Mr. White recorded for several powerful Southern Soul labels including Ronn/Jewel/Paula in 1985, Ichiban in 1987, and Waldoxy, a subsidary of Malaco where Mr. White had the hit "Your Man is Home Tonight."
Ironically, Mr. White's death comes just a week after the passing of iconic Southern Soul songwriter George Jackson who wrote hits for the late Johnnie Taylor, Denise LaSalle, Little Milton as well as Bob Seger's "Old Time Rock n' Roll" and "One Bad Apple (Don't Spoil The Whole Bunch" for the Jackson 5. Mr.
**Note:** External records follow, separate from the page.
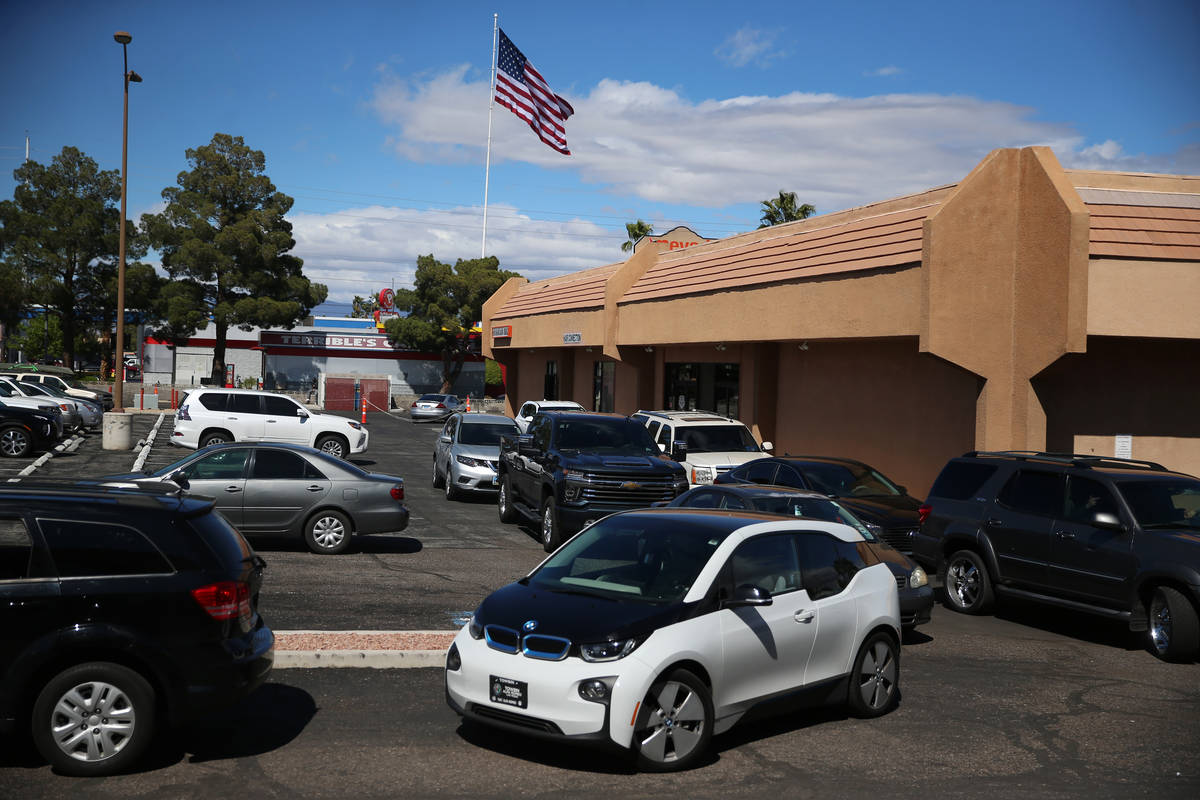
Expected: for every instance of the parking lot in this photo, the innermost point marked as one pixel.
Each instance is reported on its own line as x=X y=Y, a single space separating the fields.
x=1032 y=702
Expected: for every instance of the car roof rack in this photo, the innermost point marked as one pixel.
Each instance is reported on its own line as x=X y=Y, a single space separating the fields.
x=1074 y=459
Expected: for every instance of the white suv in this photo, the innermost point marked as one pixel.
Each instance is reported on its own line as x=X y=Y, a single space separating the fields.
x=715 y=444
x=210 y=416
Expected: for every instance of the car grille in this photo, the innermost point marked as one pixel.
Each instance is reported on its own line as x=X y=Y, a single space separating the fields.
x=628 y=489
x=534 y=645
x=899 y=537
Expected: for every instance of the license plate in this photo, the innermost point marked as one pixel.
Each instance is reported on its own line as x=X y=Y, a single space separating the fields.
x=507 y=691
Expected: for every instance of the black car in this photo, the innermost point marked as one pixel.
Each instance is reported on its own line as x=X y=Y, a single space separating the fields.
x=1110 y=536
x=23 y=431
x=916 y=594
x=885 y=506
x=117 y=607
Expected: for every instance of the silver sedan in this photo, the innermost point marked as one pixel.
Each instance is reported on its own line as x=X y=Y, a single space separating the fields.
x=289 y=489
x=466 y=453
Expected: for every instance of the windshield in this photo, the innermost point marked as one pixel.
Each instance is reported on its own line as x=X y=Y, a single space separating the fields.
x=640 y=559
x=486 y=433
x=606 y=435
x=717 y=438
x=1164 y=504
x=849 y=481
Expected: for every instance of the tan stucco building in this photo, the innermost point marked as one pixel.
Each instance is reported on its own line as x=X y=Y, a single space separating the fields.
x=1026 y=307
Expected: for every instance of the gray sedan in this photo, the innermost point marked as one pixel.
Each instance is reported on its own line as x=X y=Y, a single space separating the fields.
x=466 y=453
x=289 y=489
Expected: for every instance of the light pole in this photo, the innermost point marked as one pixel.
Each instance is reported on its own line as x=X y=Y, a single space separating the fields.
x=123 y=38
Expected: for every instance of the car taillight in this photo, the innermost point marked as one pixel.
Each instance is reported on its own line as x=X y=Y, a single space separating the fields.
x=223 y=600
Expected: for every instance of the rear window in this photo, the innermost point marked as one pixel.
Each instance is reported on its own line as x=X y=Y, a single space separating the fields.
x=960 y=480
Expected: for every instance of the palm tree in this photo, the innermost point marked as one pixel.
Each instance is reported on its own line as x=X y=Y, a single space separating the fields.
x=784 y=209
x=635 y=230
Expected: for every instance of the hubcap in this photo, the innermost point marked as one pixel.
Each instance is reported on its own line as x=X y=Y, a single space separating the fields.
x=675 y=725
x=877 y=679
x=93 y=721
x=964 y=583
x=329 y=531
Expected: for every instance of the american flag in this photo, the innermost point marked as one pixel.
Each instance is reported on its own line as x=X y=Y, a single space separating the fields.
x=521 y=89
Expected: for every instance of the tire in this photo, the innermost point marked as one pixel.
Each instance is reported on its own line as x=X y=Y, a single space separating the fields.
x=875 y=680
x=16 y=443
x=437 y=476
x=966 y=583
x=1173 y=632
x=504 y=501
x=328 y=533
x=551 y=534
x=94 y=719
x=215 y=438
x=334 y=445
x=675 y=723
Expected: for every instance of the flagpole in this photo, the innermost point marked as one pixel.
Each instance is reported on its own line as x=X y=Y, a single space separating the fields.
x=491 y=104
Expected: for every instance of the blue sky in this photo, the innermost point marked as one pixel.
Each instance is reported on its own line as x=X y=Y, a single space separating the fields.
x=373 y=115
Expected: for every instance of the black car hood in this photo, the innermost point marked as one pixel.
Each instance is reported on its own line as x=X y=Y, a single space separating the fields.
x=889 y=511
x=575 y=617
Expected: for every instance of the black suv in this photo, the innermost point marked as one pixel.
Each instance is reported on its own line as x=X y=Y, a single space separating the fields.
x=119 y=607
x=1109 y=536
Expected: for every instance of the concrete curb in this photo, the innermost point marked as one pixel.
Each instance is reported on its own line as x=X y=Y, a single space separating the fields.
x=360 y=659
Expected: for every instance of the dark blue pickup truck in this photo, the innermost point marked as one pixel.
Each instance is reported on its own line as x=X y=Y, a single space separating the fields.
x=573 y=468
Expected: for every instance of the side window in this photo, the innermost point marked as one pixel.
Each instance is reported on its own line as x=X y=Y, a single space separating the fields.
x=100 y=548
x=214 y=402
x=761 y=471
x=1087 y=498
x=768 y=563
x=819 y=565
x=16 y=549
x=1033 y=492
x=244 y=404
x=222 y=465
x=277 y=464
x=280 y=405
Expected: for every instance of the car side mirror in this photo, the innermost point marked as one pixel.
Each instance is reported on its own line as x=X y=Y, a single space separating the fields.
x=748 y=595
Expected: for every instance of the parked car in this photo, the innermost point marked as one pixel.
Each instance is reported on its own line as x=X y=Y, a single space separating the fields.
x=465 y=458
x=291 y=491
x=90 y=413
x=436 y=407
x=120 y=607
x=912 y=583
x=24 y=429
x=885 y=506
x=715 y=444
x=573 y=468
x=72 y=386
x=1110 y=536
x=529 y=409
x=31 y=397
x=654 y=630
x=209 y=416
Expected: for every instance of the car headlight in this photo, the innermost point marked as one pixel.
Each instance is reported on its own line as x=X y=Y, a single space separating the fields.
x=917 y=578
x=607 y=650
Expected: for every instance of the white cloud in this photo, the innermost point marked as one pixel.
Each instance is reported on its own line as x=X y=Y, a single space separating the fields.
x=750 y=46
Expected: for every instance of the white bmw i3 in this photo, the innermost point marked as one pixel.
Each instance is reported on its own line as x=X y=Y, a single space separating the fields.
x=655 y=630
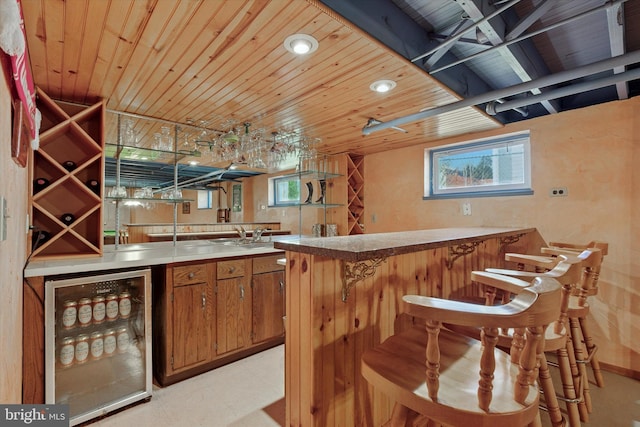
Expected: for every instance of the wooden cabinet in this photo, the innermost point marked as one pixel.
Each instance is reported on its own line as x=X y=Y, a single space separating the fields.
x=212 y=312
x=66 y=197
x=355 y=193
x=192 y=306
x=233 y=305
x=268 y=292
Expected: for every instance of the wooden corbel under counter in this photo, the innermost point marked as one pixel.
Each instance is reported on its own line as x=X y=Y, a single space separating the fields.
x=212 y=303
x=344 y=296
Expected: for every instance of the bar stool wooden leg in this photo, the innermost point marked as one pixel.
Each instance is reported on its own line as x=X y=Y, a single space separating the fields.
x=570 y=396
x=551 y=401
x=576 y=374
x=585 y=405
x=591 y=349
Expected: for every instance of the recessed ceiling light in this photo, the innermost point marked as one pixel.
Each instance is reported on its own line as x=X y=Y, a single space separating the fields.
x=301 y=44
x=382 y=86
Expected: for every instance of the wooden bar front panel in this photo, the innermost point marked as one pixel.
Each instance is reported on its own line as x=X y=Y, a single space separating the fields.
x=326 y=337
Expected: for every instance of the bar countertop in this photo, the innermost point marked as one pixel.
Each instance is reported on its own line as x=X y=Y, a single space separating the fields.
x=137 y=255
x=369 y=246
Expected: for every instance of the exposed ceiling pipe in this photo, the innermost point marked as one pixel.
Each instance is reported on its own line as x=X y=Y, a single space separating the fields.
x=561 y=77
x=495 y=108
x=523 y=113
x=462 y=32
x=528 y=35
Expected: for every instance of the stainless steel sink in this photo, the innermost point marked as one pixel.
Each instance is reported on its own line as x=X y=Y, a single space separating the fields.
x=246 y=243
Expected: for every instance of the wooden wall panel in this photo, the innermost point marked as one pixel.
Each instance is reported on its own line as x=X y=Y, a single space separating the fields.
x=326 y=336
x=14 y=188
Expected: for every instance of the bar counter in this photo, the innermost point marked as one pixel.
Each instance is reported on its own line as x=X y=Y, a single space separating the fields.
x=344 y=295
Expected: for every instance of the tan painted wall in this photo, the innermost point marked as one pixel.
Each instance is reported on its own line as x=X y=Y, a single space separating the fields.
x=595 y=153
x=13 y=187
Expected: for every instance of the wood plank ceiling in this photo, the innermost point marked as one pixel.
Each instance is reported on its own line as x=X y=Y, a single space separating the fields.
x=212 y=59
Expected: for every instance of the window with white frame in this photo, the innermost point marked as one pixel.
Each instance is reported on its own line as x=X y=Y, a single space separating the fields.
x=498 y=166
x=284 y=191
x=204 y=199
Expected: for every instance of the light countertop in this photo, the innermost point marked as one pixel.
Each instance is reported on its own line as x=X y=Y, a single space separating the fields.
x=368 y=246
x=138 y=255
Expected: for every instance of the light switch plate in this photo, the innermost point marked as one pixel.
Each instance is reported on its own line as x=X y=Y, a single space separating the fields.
x=3 y=219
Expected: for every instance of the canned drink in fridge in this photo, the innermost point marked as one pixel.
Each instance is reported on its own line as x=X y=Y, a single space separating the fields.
x=124 y=304
x=98 y=309
x=96 y=345
x=67 y=351
x=82 y=348
x=110 y=343
x=111 y=307
x=85 y=313
x=122 y=339
x=69 y=313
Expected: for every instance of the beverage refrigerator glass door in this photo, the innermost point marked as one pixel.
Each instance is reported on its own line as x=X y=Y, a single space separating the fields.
x=98 y=342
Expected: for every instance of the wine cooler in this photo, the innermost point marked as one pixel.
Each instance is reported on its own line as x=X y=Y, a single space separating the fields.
x=98 y=342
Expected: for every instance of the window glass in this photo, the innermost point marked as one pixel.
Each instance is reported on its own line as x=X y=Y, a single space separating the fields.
x=491 y=167
x=204 y=199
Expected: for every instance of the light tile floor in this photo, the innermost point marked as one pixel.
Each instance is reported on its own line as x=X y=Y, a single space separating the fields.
x=247 y=393
x=250 y=393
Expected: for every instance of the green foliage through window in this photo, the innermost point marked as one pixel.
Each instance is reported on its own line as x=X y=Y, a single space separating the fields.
x=499 y=166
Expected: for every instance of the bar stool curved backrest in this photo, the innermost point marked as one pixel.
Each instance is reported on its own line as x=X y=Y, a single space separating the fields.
x=430 y=371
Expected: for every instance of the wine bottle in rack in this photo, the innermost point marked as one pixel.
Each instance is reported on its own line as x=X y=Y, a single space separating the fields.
x=67 y=218
x=40 y=184
x=94 y=185
x=69 y=165
x=38 y=237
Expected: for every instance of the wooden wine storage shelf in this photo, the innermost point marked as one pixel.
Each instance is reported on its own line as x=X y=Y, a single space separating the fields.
x=67 y=173
x=355 y=193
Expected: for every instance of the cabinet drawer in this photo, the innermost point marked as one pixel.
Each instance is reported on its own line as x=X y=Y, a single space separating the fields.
x=267 y=264
x=189 y=274
x=228 y=269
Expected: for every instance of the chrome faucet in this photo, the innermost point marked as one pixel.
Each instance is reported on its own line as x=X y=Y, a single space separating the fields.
x=257 y=234
x=242 y=233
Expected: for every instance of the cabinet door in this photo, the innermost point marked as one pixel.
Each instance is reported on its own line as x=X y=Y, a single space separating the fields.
x=233 y=315
x=268 y=306
x=192 y=317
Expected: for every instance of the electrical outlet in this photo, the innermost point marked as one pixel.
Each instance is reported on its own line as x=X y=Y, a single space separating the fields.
x=558 y=192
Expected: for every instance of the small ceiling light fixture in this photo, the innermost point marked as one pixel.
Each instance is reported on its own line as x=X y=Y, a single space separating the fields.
x=382 y=86
x=301 y=44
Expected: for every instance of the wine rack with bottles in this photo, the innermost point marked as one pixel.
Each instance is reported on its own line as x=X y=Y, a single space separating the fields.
x=66 y=197
x=355 y=196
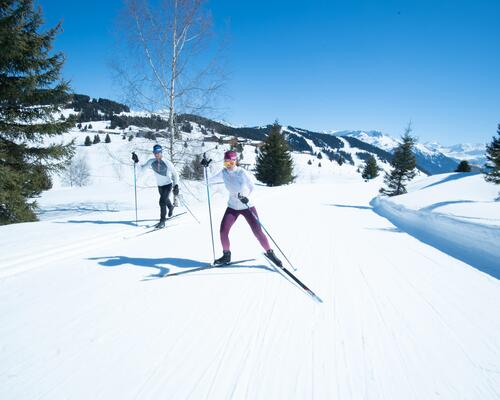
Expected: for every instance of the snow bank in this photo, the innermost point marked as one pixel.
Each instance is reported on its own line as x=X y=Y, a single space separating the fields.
x=455 y=213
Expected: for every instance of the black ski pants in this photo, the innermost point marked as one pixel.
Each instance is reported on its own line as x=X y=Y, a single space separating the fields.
x=165 y=200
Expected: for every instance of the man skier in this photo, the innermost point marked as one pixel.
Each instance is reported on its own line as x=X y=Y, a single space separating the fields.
x=166 y=176
x=239 y=184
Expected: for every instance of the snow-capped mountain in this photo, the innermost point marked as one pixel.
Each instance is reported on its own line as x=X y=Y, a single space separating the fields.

Jackson died April 14 of cancer at the age of 68.
Mr. White was preceded in death by his wife Emma Lee. He is survived by his wife Betty, seven children, 23 grandchildren and 42 great grandchildren.
An all star musical tribute featuring the Artie White Blues Band, Otis Clay, Billy Branch, Cicero Blake and others will be held between 5 and 9 p.m. April 26th at Gatlings Chapel, 10133 S. Halsted. The event will be hosted by Herb Kent and Cookie Taylor, the daughter of the late Koko Taylor. Visitation at 10 a.m. April 27 followed by a 11 a.m. funeral service at New Faith Missionary Baptist Church-8400 S. Halsted, Chicago, IL.